その時点で、下院指導部は、不法行為法改革や、州ごとに保険に加入することを可能にするなどのフェーズ3条項を盛り込んだ廃止・見直し案を提示すべきだ。これができれば、コストを大幅に下げられる。
さらに重要なのは、保険の補償範囲の義務付けを廃止し、加入者の希望や必要性にかかわらず、特定の医療給付をすべての保険に盛り込むことを義務付けた条項を撤廃することだ。
義務付けないのがベストだ。消費者に決めさせるべきだ。60歳の夫婦に産科の補償は必要ない。なぜ支払いを強制しなければならないのか。ほかの人のことは分からないが、私には授乳に関するサービスは必要ない。
そうなれば、オバマケアの押しつけがましい規制の撤廃を求める下院フリーダム・コーカスの要求を満たすことができる。「基本的な医療サービス」を否定されるべきでないことを理解すべき穏健派を脅す必要もなくなる。医療保険推進者らが、全員が加入すべきだと決めたものであっても、加入する義務は誰にもない。
廃止・見直し法案が下院を通過しても、上院で議事進行妨害でつぶされる可能性もある。その場合、上院民主党は、説明を迫られ、自分の首を絞めることになる。しかし、新たな議論が生まれ、修正がなされ、下院に差し戻されて、古風な両院協議会で妥協案に至る可能性もある。これこそが、大きな進展だ。
これは手順だ。柔軟に変えられる。しかし、オバマケアの見直しの運命を最終的に決めるには、思想的な検討が必要だ。オバマケアは、実行不可能なのかもしれない。確かに命運は尽きたが、すでに国民の意識の奥深くに刻まれている。国民皆保険という考え方が行きわたっている。
この大前提を受け入れ、誰もが医療保険に加入できるべきだという考え方がすでに浸透している。ライアン下院議長ですら、「すべての米国人が、質の高い医療を適切な費用で受けられることが目標だ」と主張、皆保険を自身の改革の大前提としている。オバマケアの廃止で保険を失う人々が出る可能性について共和党がいかに敏感に反応してきたかを見れば分かる。
◇医療保険は権利
全米にコンセンサスが行きわたり、医療保険は権利だという考えが広まっている。これはこれまでになかったことだ。これは将来にも大きな影響を及ぼす。つまり、国営の単一支払者制度に向かっていることを意味する。オバマ大統領はかつて、このような制度を支持しながらも、時期尚早だと考えていることを明らかにしていた。今こそその時なのかもしれない。
オバマケアが解体される一方で、民主党は、この複雑怪奇な仕組みの残骸を放棄し、簡素で、国民全員に医療を提供する制度を追求してもそれほど失うものはない。共和党にとっては、国民に、市場ベースの制度にとどまり、できれば、手続き上の理由から最新の提案から排除されていた条項すべてを盛り込んだ制度を維持するよう働きかける最後のチャンスとなる。
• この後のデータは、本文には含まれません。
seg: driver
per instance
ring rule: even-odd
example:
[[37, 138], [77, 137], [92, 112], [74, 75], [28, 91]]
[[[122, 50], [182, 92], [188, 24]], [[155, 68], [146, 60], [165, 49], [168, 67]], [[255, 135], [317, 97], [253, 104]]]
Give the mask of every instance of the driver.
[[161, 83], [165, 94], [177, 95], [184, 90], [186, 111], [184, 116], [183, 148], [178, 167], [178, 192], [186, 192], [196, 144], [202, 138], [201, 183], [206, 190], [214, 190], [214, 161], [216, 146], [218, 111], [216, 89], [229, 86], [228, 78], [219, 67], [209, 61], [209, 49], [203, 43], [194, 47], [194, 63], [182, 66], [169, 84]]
しかし、最終的に、単一支払者制度が採用されたとしても驚くことはない。トランプ大統領が、国内の空気を読み、ディズレーリ英首相が1867年に選挙権の大幅拡大でホイッグ党を下したように、180度転換して、単一支払者制度を受け入れてもそれほど驚きはしない。
どう表現すればいいか分からないが、そうなれば、米国にとってのクラカトア(1883年にインドネシアの火山噴火でできた島々)だ。